The Bolsheviks have to lead the Party. To do so they must know their course, they must stop hesitating, they must stop wasting time on persuading waverers, and fighting dissentients in their own ranks. Otzovism and ultimatumism, the thin end of otzovism, are incompatible with the work which the present circumstances require of revolutionary Social-Democrats. During the revolution we learned to "speak French", i.e., to introduce into the movement the greatest number of rousing slogans, to raise the energy of the direct struggle of the masses and extend its scope. Now, in this time of stagnation, reaction and disintegration, we
must learn to "speak German", i.e., to work slowly (there is nothing else for it, until things revive), systematically, steadily, advancing step by step, winning inch by inch. Whoever finds this work tedious, whoever does not understand the need for preserving and developing the revolutionary principles of Social-Democratic tactics in this phase too, on this bend of the road, is taking the name of Marxist in vain.
Our Party can make no headway unless it decisively liquidates liquidationism. And liquidationism does not only mean the direct liquidationism of the Mensheviks and their opportunist tactics. It also includes Menshevism inside out. It includes otzovism and ultimatumism, that are impeding the Party in the fulfilment of its immediate task, in which lie all the unique peculiarities of the present time, the task of utilising the Duma rostrum and turning all the semi-legal and legal organisations of the working class into coigns of vantage. The same goes for god-building and the defence of god-building tendencies which are radically at variance with the principles of Marxism. And the same applies to incomprehension of the Party tasks of the Bolsheviks, which in 1906 and 1907 consisted in overthrowing the Menshevik Central Committee, as a body which lacked the support of the majority of the Party (not only the Poles and Letts, but even the Bundists were against the Central Committee, which was purely Menshevik at the time) -- and which now consist in patiently training up partyist elements and knitting them together, in building up a really united and strong proletarian party. The Bolsheviks prepared the ground for partyism by their implacable struggle against the anti-Party elements in 1903-05 and in 1906-07. Now the Bolsheviks must build the Party, build the Party out of their wing, build up the Party by utilising the vantage-ground gained in the inner-Party struggle.
Such are the tasks of our wing of the Party in the present political situation and the general position of the R.S.D.L.P. as a whole. They are set forth once more and developed In particular detail in the resolutions of the recent Bolshevik Conference. The ranks have been re-formed for a new struggle. The changed conditions have been taken into ac-
count. The road has been chosen.

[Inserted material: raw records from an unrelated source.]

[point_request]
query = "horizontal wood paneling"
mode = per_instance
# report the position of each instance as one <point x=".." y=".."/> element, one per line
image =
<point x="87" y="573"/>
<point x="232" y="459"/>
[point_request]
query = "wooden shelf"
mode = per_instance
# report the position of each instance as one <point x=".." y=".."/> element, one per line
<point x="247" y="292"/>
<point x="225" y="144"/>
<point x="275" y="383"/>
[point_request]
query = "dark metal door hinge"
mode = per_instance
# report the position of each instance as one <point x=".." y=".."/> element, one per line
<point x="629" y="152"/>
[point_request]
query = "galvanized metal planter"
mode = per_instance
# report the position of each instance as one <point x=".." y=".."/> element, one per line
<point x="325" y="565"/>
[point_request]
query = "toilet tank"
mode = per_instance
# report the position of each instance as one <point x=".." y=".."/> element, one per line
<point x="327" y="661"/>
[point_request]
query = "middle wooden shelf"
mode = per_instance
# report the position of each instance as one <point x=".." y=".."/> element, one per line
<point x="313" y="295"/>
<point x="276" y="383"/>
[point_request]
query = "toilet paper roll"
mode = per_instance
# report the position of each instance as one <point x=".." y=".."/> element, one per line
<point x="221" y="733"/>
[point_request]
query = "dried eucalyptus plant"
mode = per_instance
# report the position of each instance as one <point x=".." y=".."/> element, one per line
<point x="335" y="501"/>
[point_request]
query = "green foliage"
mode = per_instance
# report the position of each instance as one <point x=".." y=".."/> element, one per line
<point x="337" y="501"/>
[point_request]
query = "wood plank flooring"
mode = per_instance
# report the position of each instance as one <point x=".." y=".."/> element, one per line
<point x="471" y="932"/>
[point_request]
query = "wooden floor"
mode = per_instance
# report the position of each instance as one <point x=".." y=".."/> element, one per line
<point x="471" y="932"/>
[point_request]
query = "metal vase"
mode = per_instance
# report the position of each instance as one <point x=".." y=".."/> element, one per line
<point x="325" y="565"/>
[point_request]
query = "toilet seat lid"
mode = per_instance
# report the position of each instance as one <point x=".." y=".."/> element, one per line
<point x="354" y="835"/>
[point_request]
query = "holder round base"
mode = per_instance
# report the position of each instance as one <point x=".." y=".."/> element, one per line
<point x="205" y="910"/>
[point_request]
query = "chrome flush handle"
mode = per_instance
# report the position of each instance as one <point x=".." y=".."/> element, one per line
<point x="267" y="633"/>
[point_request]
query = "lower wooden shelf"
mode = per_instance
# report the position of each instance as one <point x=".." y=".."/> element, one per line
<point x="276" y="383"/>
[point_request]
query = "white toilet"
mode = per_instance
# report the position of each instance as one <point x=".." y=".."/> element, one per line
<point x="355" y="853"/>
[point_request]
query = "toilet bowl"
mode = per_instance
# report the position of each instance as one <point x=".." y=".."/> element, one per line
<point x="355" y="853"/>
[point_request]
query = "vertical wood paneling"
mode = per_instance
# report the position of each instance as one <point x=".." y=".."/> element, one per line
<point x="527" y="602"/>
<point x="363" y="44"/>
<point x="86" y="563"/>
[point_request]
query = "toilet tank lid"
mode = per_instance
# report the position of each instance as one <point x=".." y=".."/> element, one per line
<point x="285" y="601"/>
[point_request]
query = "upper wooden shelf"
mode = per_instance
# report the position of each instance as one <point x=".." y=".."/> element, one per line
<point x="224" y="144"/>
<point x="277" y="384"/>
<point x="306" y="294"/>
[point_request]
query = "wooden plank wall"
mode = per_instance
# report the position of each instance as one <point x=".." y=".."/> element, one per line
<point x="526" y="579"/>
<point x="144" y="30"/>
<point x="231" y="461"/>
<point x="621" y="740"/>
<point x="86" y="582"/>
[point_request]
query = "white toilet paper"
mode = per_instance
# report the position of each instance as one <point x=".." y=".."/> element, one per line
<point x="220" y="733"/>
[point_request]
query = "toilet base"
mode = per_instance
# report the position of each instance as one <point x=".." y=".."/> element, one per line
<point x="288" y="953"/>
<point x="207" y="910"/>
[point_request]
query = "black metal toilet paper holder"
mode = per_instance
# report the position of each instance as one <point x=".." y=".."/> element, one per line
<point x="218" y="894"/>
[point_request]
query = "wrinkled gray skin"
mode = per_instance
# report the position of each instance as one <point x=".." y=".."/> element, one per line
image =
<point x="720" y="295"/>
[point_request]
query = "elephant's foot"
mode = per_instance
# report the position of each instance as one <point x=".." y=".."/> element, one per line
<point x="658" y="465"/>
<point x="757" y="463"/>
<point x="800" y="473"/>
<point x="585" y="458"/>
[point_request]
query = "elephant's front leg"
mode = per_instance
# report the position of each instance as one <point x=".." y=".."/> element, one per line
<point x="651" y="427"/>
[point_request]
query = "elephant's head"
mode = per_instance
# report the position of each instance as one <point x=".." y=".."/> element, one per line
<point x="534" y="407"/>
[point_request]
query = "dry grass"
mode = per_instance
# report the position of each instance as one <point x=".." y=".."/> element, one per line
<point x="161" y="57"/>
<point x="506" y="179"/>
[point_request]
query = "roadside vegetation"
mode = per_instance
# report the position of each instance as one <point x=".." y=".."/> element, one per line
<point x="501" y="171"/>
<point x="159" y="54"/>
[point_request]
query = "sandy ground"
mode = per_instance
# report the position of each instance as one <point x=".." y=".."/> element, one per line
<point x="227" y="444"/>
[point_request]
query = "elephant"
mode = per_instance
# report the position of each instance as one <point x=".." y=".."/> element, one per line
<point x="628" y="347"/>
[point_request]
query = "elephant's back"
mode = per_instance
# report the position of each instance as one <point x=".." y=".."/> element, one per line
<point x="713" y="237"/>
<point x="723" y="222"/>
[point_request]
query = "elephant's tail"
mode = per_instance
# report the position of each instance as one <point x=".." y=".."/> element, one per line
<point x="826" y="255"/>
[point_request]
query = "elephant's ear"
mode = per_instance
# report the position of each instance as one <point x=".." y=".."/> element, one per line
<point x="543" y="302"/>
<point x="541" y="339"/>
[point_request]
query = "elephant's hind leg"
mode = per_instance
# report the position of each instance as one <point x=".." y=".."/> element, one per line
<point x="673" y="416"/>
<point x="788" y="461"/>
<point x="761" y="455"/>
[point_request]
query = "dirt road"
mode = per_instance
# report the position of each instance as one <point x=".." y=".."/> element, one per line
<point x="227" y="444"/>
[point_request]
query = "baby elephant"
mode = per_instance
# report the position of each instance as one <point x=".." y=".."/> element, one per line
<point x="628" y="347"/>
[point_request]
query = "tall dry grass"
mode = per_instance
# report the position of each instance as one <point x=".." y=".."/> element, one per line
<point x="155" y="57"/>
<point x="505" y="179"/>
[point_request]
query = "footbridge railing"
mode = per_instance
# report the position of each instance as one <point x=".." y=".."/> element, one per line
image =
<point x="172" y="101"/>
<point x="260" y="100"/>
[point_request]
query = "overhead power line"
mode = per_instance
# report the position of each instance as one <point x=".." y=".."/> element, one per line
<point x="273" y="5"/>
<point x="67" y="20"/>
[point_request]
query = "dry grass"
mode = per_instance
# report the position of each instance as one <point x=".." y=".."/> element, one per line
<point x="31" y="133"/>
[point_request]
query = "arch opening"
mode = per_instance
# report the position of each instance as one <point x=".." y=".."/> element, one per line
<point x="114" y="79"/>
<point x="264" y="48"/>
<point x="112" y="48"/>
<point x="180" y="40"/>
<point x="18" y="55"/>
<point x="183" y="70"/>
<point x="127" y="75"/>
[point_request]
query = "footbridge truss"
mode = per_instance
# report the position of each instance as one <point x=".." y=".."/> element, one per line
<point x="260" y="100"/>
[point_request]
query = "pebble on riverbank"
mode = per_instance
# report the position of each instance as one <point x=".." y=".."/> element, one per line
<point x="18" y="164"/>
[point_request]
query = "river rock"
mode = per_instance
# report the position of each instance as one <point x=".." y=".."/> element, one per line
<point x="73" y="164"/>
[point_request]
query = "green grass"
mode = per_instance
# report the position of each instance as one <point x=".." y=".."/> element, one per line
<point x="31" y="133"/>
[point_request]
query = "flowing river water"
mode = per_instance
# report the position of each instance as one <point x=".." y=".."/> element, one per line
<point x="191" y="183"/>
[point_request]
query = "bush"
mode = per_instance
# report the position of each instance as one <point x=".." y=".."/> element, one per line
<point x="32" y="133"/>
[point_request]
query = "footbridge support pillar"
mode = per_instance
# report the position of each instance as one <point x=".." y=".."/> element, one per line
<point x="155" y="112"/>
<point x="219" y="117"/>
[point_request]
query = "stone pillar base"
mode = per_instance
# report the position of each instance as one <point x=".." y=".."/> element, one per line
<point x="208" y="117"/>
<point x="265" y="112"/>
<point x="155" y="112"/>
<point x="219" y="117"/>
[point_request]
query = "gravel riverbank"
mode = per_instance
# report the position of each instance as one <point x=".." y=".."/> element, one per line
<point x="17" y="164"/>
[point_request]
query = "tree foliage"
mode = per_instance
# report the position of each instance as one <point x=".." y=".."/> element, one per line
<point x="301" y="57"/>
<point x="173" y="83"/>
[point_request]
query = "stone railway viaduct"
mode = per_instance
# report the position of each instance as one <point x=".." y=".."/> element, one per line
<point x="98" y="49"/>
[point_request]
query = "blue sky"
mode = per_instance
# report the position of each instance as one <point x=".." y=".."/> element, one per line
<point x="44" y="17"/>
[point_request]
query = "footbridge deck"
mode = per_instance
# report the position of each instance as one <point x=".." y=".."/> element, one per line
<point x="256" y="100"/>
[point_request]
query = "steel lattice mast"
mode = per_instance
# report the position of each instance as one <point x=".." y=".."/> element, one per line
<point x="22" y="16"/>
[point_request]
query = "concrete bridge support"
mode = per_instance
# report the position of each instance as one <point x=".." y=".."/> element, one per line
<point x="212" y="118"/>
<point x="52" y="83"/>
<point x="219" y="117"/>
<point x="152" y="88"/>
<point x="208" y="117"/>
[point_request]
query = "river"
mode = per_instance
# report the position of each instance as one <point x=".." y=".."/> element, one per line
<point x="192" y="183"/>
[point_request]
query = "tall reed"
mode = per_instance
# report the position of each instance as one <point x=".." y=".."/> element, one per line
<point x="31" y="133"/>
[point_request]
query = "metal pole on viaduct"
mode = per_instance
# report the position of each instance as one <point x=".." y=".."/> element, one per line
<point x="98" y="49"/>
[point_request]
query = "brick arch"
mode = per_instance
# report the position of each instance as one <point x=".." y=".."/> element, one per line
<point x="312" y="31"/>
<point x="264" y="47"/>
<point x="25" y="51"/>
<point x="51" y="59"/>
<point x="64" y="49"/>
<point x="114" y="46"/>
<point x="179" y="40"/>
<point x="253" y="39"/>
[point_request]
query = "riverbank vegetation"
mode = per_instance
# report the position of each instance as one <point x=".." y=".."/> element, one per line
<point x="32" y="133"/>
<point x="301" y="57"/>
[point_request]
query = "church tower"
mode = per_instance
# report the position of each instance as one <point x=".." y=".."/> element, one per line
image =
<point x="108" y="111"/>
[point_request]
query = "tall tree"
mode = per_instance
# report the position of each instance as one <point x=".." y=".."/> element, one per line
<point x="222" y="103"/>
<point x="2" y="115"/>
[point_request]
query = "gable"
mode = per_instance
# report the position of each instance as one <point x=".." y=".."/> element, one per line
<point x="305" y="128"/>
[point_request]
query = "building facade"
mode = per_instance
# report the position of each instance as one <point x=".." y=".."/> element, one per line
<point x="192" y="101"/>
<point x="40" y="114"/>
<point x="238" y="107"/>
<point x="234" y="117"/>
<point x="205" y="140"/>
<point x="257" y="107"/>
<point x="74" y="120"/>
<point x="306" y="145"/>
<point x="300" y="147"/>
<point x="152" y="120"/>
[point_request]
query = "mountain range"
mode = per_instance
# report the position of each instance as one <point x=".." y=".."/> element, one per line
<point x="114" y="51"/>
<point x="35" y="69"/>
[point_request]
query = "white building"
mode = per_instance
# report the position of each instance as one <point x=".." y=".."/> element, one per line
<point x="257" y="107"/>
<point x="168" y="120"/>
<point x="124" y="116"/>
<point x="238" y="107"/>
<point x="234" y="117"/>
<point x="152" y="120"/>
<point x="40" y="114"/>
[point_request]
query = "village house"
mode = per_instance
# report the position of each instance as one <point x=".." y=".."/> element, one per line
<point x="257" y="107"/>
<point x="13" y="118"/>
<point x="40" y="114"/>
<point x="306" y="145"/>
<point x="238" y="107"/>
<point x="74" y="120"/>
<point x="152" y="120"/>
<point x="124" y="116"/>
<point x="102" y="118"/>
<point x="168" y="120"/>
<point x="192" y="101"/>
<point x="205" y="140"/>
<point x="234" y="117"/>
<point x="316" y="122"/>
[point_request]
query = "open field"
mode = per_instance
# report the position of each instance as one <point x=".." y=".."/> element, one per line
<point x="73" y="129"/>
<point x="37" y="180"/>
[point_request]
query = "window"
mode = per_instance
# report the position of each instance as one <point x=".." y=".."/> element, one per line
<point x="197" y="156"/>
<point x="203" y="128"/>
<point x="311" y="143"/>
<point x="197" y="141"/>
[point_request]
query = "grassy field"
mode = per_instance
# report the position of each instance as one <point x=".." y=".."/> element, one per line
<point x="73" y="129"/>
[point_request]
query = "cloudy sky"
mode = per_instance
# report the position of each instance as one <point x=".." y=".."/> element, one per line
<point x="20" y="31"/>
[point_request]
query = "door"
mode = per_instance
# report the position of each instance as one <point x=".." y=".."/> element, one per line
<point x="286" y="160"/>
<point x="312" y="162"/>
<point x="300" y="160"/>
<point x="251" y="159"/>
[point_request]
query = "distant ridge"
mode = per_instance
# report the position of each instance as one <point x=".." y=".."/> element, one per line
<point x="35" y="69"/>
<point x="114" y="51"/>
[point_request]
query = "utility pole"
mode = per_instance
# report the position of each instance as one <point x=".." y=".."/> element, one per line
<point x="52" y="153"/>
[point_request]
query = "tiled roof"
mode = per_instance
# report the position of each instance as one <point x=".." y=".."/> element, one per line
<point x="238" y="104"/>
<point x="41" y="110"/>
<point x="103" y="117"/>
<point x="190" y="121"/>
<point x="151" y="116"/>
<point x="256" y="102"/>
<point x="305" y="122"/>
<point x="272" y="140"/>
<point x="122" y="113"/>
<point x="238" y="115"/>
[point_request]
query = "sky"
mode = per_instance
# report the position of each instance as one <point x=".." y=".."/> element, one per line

Let us go forward along it and the revolutionary Social-Democratic Labour Party of Russia will begin rapidly to build up into a force which no reaction will shake, and which will stand at the head of all the fighting classes of the people in the next round of our revolution.*
* Golos Sotsial-Demokrata, No. 15, and Otkliki Bunda, No 2 have recently appeared. I n these publications there is once again piled up a heap of choice specimens of liquidationism, which will need analysing and evaluating in a separate article in the next issue of Proletary.